Theodor Spöttle (1857-1925)

Theodor Spöttle (1857-1925)

Förderer der Herz-Jesu-Kirche


Dr. Elmar Blessing

Am 7. Februar 1922 trat der Kirchenstiftungsrat der neu errichteten katholischen Pfarrei Herz Jesu zu seiner ersten Sitzung zusammen. Vor Eintritt in die Tagesordnung spricht der Vorsitzende, Stadtpfarrer Ströbele, Herrn Spöttle wiederholt die Anerkennung und den Dank der Gemeinde für seine erfolgreiche und energische Förderung des Kirchenbaus, angefangen von der Erwerbung des Bauplatzes bis zur Kircheneinweihung aus. Herr Spöttle dankt für die Anerkennung und erklärt, den schönsten Lohn seiner Bemühungen erblicke er in dem überaus erfreulichen und wachsenden Besuch der Kirche.

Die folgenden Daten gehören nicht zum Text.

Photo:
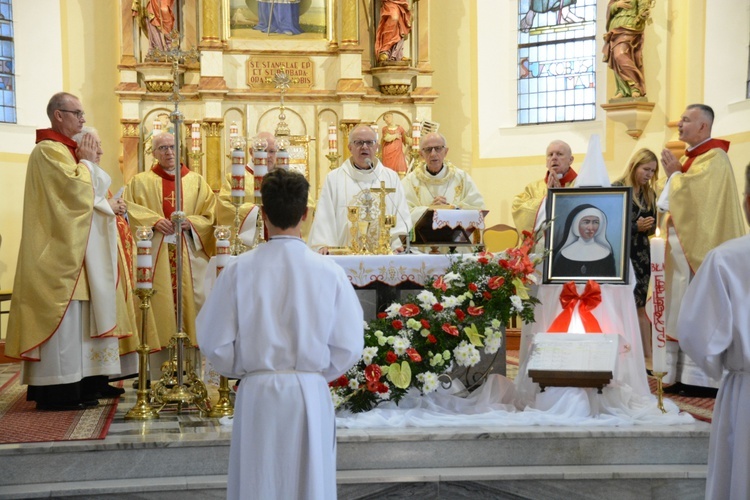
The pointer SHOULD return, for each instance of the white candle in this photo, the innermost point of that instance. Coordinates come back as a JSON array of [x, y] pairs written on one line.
[[333, 140], [222, 255], [144, 276], [658, 334], [238, 172]]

In der Literatur, die sich mit der Geschichte und dem Bau der Herz-Jesu-Kirche beschäftigt, werden die Geistlichen, die Architekten und die Künstler genannt, der Name Theodor Spöttle aber fehlt. In der Pfarrchronik von St. Nikolaus heißt es zum Beispiel: Vom Jahr 1904 bis zum Jahr 1921 nahmen die Bemühungen um den Bau dieser Kirche die damaligen Stadtpfarrer, den Kirchenstiftungsrat und verschiedene Gemeindemitglieder in Anspruch. Stadtpfarrer Aigeltinger erkannte bald nach seiner Amtsübernahme in St. Nikolaus, dass es im Interesse der Seelsorge notwendig sei, eine Kirche in der Gegend von Gaisburg und Gablenberg zu bauen, da einerseits die Seelenzahl in dieser Gegend durch Neubauten immer mehr anstieg, andererseits aber viele Gemeindeangehörige dort wegen des immerhin etwas weiten Wegs zur Nikolauskirche ihrer Sonntagspflicht nicht nachkommen konnten oder wollten. Es galt daher in erster Linie sich einen passenden Bauplatz zu sichern.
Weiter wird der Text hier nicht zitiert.